NBA commissioner Adam Silver says it’s time to end the modern-day equivalent of prohibition and allow widespread, legalized gambling on pro sports.
By sheer coincidence (not), NBA owners recently purchased an equity stake in the daily fantasy sports contest FanDuel. Technically, fantasy isn’t gambling. But it’s a game of chance nonetheless, attracting an estimated 41 million participants who invest a total of $4.55 billion, according to the Fantasy Sports Trade Association.
It’s impossible to determine how much money is spent on illegal, real-life sports wagers. But the National Gambling Impact Study Commission estimates the amount is somewhere between $80 billion and $380 billion annually.
The NBA, NFL, NHL and MLB have long supported the Professional and Amateur Sports Protection Act, passed in 1992, which prohibits authorized sports wagering outside of Nevada, Delaware, Oregon and Montana. But in a New York Times op-ed column last week, Silver executed a reverse pivot that would make Hakeem Olajuwon proud.
He said “sports betting should be brought out of the underground and into the sunlight where it can be appropriately monitored and regulated.
“Times have changed since PASPA was enacted,” Silver wrote. “Gambling has increasingly become a popular and accepted form of entertainment in the United States. Most states offer lotteries. Over half of them have legal casinos. Three have approved some form of Internet gambling, with others poised to follow.
“There is an obvious appetite among sports fans for a safe and legal way to wager on professional sporting events.”
He’s right about folks’ hunger. But not all cravings should be fed automatically.
Large segments of the population fuel demand in the sex and drug trades, too.
We can’t legislate morality, but that doesn’t mean we should legalize hedonism.
Johns and junkies seem to be lower on the degenerate the scale than gamblers, though, especially when the latter can scratch their itches at work through survivor pools, fantasy leagues and tournament brackets. If someone in the finance or accounting department also takes bets, that’s a bonus.
There appears to be a certain inevitability to Silver’s suggestion. The pro sports leagues are now partners – silent or otherwise – in every gambling operation.
MLB has an agreement with daily fantasy sports site DraftKings. So does the NHL, which also is considering an expansion franchise in Las Vegas. The NFL allows teams to sponsor daily fantasy football contests and it promotes fantasy stats – not to mention the longstanding policy of mandating numerous injury updates as a wink-wink nod to point spreads and over-unders.
The pro leagues supported the fantasy-sports exemption that was included in Congress’ 2006 anti-gambling legislation.
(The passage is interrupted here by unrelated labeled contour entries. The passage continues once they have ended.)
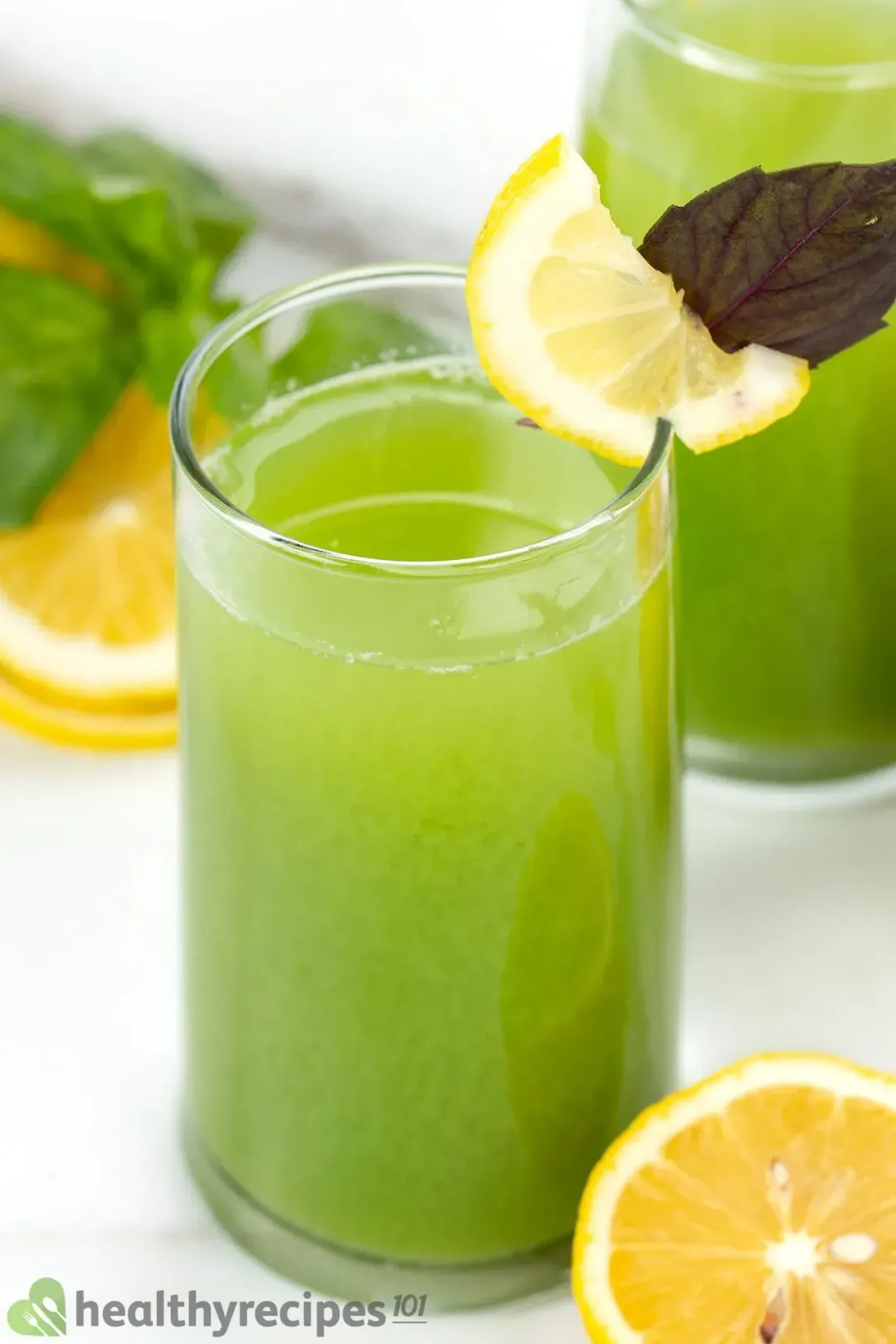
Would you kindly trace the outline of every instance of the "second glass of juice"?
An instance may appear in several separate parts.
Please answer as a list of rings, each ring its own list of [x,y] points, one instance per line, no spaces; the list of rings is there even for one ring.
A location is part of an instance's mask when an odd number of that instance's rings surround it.
[[[450,267],[238,314],[172,426],[196,1179],[337,1296],[549,1286],[673,1081],[669,438],[633,472],[521,425]]]
[[[743,169],[896,155],[896,0],[592,0],[583,146],[639,242]],[[789,419],[677,454],[693,762],[814,782],[896,762],[896,331]]]

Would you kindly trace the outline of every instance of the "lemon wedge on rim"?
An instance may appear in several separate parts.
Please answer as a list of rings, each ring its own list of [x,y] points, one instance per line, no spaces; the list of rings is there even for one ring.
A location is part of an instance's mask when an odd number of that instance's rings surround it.
[[[669,276],[654,270],[557,136],[510,177],[474,245],[473,337],[497,390],[543,429],[639,465],[668,419],[696,453],[797,409],[809,364],[720,349]]]

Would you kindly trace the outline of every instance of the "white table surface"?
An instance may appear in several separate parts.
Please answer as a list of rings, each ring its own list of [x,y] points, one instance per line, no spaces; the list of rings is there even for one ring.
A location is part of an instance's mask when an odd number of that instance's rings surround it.
[[[4,1310],[44,1274],[70,1301],[293,1296],[218,1230],[177,1149],[176,792],[172,751],[93,757],[0,730]],[[684,1075],[791,1047],[896,1070],[893,806],[801,814],[692,785],[686,810]],[[434,1318],[426,1337],[584,1336],[559,1297]]]

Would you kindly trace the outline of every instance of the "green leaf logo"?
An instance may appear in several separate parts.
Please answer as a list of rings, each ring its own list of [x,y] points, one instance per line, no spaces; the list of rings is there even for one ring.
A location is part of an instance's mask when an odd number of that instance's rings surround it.
[[[28,1296],[13,1302],[7,1312],[9,1329],[16,1335],[64,1335],[66,1294],[55,1278],[38,1278]]]

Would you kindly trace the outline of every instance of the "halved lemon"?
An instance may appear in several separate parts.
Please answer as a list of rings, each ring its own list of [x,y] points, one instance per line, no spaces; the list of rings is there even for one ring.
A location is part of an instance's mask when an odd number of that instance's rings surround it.
[[[617,228],[563,136],[492,206],[466,298],[498,391],[551,433],[619,462],[645,460],[660,417],[703,453],[789,415],[809,390],[802,359],[715,344],[672,278]]]
[[[0,673],[94,710],[173,703],[168,427],[138,384],[36,520],[0,535]]]
[[[896,1078],[758,1056],[647,1110],[591,1176],[574,1290],[599,1344],[889,1344]]]
[[[55,746],[97,751],[168,747],[177,741],[177,708],[172,704],[120,704],[91,710],[43,699],[0,673],[0,723]]]

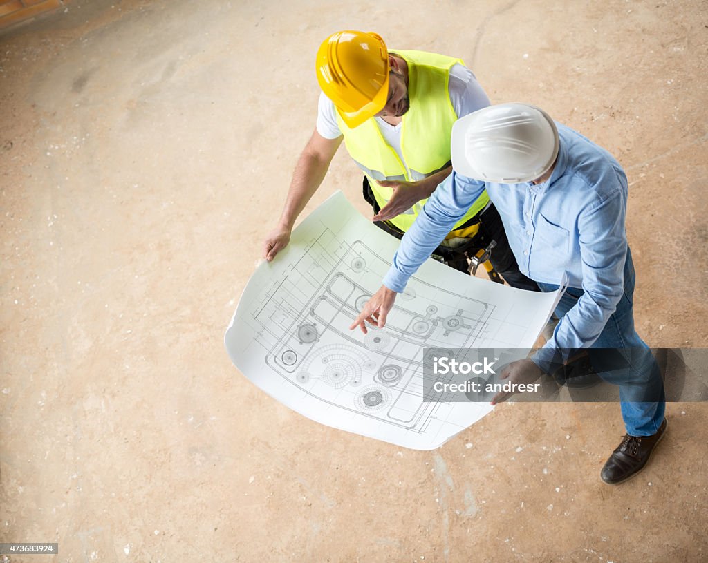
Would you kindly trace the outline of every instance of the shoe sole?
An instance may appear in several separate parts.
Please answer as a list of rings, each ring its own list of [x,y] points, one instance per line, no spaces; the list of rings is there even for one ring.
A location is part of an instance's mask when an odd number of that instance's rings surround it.
[[[658,446],[659,443],[661,443],[664,436],[666,436],[666,431],[668,430],[668,419],[665,418],[664,420],[666,421],[666,426],[664,426],[664,431],[663,432],[661,433],[661,436],[659,436],[659,439],[656,441],[656,443],[654,444],[654,447],[651,448],[651,451],[649,452],[649,457],[646,458],[646,463],[644,463],[644,465],[642,465],[640,469],[635,471],[629,477],[625,477],[621,481],[613,481],[611,483],[608,483],[607,481],[605,481],[602,477],[600,478],[600,480],[602,481],[603,483],[605,483],[605,484],[611,484],[611,485],[622,484],[622,483],[629,481],[630,479],[636,477],[638,475],[639,475],[639,473],[644,471],[644,469],[646,469],[646,466],[649,465],[649,460],[651,458],[651,454],[654,453],[654,450],[656,449],[656,446]]]

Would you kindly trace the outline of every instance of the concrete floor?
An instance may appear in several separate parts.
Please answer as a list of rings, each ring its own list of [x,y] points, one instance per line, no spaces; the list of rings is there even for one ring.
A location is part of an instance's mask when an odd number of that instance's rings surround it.
[[[343,28],[461,56],[493,101],[612,151],[638,330],[707,346],[703,0],[76,0],[0,35],[0,541],[66,562],[708,559],[705,403],[669,405],[651,465],[610,487],[617,405],[505,404],[418,452],[231,364],[314,127],[314,54]],[[368,215],[360,185],[342,150],[309,209],[339,189]]]

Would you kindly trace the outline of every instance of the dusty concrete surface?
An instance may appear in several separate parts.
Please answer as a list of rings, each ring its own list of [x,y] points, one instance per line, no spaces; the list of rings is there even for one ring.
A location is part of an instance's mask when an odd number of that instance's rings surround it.
[[[708,343],[708,14],[680,1],[72,2],[0,35],[0,541],[67,562],[699,562],[705,404],[618,487],[616,405],[503,405],[438,451],[319,426],[222,335],[342,28],[462,57],[631,182],[636,318]],[[362,212],[343,150],[336,189]],[[35,561],[10,556],[10,561]],[[44,559],[42,559],[44,561]]]

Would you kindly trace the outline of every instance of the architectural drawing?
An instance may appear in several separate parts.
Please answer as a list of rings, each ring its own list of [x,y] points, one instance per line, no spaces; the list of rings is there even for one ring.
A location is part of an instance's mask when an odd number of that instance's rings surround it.
[[[486,403],[425,400],[426,354],[528,348],[556,294],[476,279],[428,260],[398,296],[387,325],[349,326],[381,285],[399,241],[338,192],[261,264],[244,291],[226,347],[249,379],[323,424],[432,449],[481,418]]]

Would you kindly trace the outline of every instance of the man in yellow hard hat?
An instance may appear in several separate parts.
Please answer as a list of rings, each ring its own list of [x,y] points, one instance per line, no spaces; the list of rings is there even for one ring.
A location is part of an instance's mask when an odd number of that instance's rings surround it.
[[[263,243],[268,260],[287,245],[295,219],[324,179],[343,140],[364,172],[364,197],[374,208],[374,221],[400,238],[452,172],[452,124],[489,105],[461,59],[423,51],[389,52],[375,33],[330,35],[317,52],[316,71],[322,89],[316,127],[295,167],[278,226]],[[490,245],[496,271],[490,277],[501,281],[498,272],[515,287],[538,291],[519,271],[486,192],[434,254],[467,272],[467,258],[479,256]]]

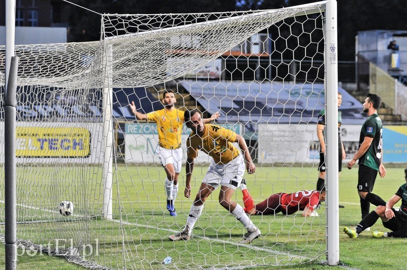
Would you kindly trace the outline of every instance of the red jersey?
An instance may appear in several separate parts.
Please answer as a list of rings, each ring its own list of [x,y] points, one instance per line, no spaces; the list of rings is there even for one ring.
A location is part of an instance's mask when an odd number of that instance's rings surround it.
[[[310,210],[313,211],[319,201],[319,191],[316,190],[301,190],[295,193],[283,194],[280,203],[285,210],[287,208],[296,208],[298,211],[308,207]]]

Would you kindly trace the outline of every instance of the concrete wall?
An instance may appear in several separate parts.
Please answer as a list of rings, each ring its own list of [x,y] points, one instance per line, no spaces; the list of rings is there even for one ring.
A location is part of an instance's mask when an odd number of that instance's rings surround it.
[[[67,28],[49,27],[16,27],[16,45],[65,43]],[[6,45],[6,26],[0,26],[0,45]]]

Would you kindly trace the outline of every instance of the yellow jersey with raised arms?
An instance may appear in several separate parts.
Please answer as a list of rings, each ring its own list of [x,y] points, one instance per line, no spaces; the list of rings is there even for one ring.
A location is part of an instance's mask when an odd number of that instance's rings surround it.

They argued that, opposed to betting on games, constructing successful fantasy teams takes some skill.
Tell that to everyone who drafted Adrian Peterson.
The hypocrisy of encouraging fantasy sports investments while opposing wagers on favorites or underdogs can’t be defended. Silver deftly advanced his stance while remaining in line with the other pro leagues, which are fighting New Jersey’s attempt to offer sports betting. U.S. District Judge Michael Shipp will hear arguments next week.
“Without a comprehensive federal solution,” Silver wrote, “state measures such as New Jersey’s recent initiative will be both unlawful and bad public policy.”
He cited the prevalence of sport betting around the world, noting that England allows wagers via smartphone, TV remote control and stadium kiosks. As long as the system has strict regulations and technological safeguards, “Congress should adopt a federal framework that allows states to authorize betting on professional sports,” he wrote.
That takes NCAA wagering off the table, another smart move.
The obvious concern about opening the door to widespread sports betting – aside from the lives and families ruined by people with gambling addictions – is the threat of rigged contests. “More legal gambling leads to more total gambling, which in turn leads to an increased incentive to fix plaintiffs’ matches,” Shipp said in an earlier ruling on behalf of the leagues.
For what it’s worth, disgraced former NBA referee Tim Donaghy, who served 15 months in jail for a betting scandal, agrees with Silver that legal betting would make corruption less likely. Dallas Mavericks owner Mark Cuban supports Silver as well.
“We all know leagues benefit from the interest in our leagues that [gambling and fantasy sports] create,” Cuban told CBSSport.com in an email exchange. “In the past for PR reasons, we have put up token resistance to them. I agree with Adam that now is the time to take sports betting out of the shadows and deal with it like the huge business it is.”
Fantasy sports have become real, bringing in real dollars.
It’s only a matter of time before legal sports wagering becomes reality, too.